Now give the addon one small config file so you understand how resources/ works.

Create resources/config.ts:

import { IsDefined, IsString } from 'class-validator';

export default class AddonConfig {
  @IsDefined()
  @IsString()
  name: string;
}

Create resources/config.yml:

name: "My addon"

And load it in load():

this.configs.config = await this.createConfig('config.yml', AddonConfig);

That line does three important jobs:

  • it looks for configs/MyAddon/config.yml
  • it creates the file from your default resources/config.yml if needed
  • it validates the loaded data with your AddonConfig class

That is why config loading belongs near the start of the addon lifecycle.

Add one slash command

Most first addons should begin with a slash command because it is the easiest thing to trigger on demand.

Create interactions/pingCommand.ts:

import { Command, CommandBuilder, User } from '@itsmybot';
import { ChatInputCommandInteraction } from 'discord.js';
import MyAddon from '..';

export default class PingCommand extends Command<MyAddon> {
  build() {
    return new CommandBuilder()
      .setName('ping')
      .setDescription('Check if the addon is alive');
  }

  async execute(interaction: ChatInputCommandInteraction<'cached'>, user: User) {
    await interaction.reply({ content: 'Pong!' });
  }
}

Why this file works:

  • it lives in interactions/, so it is part of the addon interaction set
  • it exports one default class
  • it extends Command<MyAddon>
  • build() defines the slash command
  • execute() runs when the command is used

For a first addon, that is enough. Do not add buttons, modals, and extra commands yet.

Add translations only if you already need them

Addon translations live in resources/lang/.

en-US.yml

You can read addon translation keys with:

this.lang.getString('path.to.key')

For the first addon, hard-coded text is acceptable. Add translations once the addon flow itself already works.

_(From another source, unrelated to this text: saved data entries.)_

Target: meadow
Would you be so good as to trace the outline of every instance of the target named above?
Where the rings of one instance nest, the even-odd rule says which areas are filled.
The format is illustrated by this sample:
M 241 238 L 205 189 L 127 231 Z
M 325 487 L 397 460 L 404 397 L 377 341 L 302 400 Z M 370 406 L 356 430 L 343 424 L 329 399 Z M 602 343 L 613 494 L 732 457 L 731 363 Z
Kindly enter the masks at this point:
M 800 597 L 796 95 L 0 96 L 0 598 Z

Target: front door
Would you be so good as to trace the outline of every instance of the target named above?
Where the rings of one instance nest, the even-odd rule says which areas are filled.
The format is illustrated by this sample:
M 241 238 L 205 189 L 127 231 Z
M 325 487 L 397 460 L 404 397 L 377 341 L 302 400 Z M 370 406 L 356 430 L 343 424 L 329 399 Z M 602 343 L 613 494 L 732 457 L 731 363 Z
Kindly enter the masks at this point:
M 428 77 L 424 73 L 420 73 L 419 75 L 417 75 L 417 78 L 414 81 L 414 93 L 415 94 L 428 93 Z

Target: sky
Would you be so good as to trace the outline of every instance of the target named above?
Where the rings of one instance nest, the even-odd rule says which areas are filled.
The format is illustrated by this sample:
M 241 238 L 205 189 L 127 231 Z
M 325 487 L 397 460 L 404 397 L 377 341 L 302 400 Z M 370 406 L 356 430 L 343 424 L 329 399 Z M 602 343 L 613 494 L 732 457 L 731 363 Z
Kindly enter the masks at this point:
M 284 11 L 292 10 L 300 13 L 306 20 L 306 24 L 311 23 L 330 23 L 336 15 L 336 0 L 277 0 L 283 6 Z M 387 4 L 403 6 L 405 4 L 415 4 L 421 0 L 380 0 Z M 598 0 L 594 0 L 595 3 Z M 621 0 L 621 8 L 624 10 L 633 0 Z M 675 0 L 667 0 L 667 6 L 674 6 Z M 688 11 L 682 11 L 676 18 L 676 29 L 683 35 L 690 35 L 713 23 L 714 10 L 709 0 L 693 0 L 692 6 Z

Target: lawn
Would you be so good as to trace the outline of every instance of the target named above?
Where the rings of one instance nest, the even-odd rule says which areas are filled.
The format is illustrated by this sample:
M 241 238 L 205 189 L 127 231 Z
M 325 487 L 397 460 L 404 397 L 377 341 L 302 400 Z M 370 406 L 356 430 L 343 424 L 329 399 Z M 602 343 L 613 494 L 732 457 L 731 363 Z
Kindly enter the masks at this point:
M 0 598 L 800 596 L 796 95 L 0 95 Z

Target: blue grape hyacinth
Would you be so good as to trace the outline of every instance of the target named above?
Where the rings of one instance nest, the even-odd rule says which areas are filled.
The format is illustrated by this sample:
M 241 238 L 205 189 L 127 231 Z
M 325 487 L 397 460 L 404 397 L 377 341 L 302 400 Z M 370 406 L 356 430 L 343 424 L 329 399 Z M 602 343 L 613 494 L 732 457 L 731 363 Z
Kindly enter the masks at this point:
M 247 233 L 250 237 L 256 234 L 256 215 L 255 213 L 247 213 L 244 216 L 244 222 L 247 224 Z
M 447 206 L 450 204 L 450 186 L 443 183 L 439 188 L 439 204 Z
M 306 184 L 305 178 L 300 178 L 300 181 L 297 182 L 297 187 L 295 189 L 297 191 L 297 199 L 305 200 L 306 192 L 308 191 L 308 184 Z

Add addon-specific dependencies

If your addon needs a third-party package, create a package.json yourself directly in the addon folder.

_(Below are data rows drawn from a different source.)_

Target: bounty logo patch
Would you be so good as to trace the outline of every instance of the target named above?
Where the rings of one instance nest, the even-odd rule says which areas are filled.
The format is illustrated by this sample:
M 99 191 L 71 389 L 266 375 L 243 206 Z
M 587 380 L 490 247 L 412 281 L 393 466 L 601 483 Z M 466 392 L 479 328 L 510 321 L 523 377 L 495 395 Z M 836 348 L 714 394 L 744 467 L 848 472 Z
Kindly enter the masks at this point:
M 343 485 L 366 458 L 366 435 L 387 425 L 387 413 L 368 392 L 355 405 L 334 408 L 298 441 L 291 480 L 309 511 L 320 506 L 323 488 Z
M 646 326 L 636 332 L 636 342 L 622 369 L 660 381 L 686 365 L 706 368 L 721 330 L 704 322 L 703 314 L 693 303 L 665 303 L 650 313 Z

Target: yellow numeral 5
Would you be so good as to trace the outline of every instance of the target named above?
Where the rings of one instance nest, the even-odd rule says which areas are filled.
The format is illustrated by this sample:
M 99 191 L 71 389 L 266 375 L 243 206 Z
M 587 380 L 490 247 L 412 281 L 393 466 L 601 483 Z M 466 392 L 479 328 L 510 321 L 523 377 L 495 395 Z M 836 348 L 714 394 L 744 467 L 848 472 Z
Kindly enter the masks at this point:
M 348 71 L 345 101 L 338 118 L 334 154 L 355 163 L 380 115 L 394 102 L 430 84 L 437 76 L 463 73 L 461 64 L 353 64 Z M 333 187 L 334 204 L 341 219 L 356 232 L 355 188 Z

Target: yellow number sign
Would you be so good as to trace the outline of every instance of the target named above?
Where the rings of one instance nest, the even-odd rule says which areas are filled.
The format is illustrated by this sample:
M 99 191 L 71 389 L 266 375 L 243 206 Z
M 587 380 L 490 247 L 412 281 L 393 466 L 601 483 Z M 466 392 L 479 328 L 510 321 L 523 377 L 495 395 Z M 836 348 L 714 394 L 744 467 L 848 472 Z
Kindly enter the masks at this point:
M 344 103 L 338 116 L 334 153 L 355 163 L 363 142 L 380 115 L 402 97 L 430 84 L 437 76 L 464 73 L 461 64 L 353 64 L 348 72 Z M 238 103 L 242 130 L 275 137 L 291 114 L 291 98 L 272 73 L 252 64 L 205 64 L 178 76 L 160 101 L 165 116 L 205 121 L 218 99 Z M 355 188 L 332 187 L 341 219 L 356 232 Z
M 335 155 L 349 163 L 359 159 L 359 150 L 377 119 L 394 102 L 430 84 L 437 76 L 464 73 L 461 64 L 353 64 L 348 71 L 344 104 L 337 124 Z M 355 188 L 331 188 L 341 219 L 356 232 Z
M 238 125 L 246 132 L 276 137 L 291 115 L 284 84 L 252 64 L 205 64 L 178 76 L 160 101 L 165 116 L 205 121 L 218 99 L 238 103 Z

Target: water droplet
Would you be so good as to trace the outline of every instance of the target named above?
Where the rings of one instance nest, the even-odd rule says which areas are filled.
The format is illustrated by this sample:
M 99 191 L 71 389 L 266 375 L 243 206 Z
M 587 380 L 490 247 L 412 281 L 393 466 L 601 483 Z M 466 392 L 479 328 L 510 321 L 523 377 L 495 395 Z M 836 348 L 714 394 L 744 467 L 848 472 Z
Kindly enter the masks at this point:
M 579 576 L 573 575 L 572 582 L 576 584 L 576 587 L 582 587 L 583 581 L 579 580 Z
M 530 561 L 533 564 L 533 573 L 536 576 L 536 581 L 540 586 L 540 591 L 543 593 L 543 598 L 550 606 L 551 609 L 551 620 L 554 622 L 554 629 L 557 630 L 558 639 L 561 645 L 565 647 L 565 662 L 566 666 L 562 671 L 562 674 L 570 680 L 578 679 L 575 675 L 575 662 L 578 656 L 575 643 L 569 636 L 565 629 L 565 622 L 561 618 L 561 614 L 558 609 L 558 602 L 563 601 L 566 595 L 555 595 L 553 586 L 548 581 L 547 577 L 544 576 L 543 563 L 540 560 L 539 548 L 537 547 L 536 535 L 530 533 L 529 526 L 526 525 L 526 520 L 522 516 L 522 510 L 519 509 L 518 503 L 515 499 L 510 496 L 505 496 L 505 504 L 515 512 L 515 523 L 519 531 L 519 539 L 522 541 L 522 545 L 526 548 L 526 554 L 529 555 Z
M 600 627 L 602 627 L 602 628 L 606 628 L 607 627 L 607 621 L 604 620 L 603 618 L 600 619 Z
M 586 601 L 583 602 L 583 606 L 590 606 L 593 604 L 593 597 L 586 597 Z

src/addons/MyAddon/package.json
{
  "dependencies": {
    "dayjs": "^1.11.13"
  }
}

ItsMyBot can then install those dependencies automatically for that addon.

Build before testing

Most first addon mistakes come from editing src/addons/... and then testing an old build/addons/... output.

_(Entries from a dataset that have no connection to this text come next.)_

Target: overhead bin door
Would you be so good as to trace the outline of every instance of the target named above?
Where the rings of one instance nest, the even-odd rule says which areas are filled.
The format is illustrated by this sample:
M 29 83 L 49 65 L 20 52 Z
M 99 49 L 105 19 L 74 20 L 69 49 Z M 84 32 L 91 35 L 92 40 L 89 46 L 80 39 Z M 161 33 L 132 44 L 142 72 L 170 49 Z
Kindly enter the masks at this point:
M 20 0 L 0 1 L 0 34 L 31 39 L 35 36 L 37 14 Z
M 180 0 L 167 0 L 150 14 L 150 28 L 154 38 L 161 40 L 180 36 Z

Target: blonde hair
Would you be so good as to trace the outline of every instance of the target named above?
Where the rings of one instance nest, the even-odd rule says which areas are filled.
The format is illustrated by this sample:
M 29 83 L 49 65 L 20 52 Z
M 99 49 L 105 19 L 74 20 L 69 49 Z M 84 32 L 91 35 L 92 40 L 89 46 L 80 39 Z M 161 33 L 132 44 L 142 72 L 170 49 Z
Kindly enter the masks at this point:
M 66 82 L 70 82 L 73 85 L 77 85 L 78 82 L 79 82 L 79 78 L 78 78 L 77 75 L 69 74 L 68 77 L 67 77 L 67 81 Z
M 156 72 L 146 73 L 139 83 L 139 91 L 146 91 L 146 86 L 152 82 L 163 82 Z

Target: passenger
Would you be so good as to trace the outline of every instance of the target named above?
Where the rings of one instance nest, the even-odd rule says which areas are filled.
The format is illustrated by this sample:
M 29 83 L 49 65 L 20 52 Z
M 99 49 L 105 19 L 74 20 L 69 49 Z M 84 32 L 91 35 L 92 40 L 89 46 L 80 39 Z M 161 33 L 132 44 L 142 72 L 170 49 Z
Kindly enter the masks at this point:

ItsMyBot loads compiled addons from build/addons/<AddonName>, not from src/addons/<AddonName>.

The normal loop is:

npm run build
npm run start

The build step matters because it:

  • compiles TypeScript into build/
  • copies YAML resources into build/
  • gives the runtime the files it actually reads

If the addon does not seem to update, check the build output first.

Know what to do next

Once this minimal addon works, you are ready for the next layer:

  • open Add Configuration to understand config folders, nested config, and getters properly
  • open Additional Features when you need interactions, events, leaderboards, or scripting-related extensions
  • use _Example in the source repo only after the basic addon flow already makes sense

_Example is a reference, not the best first explanation.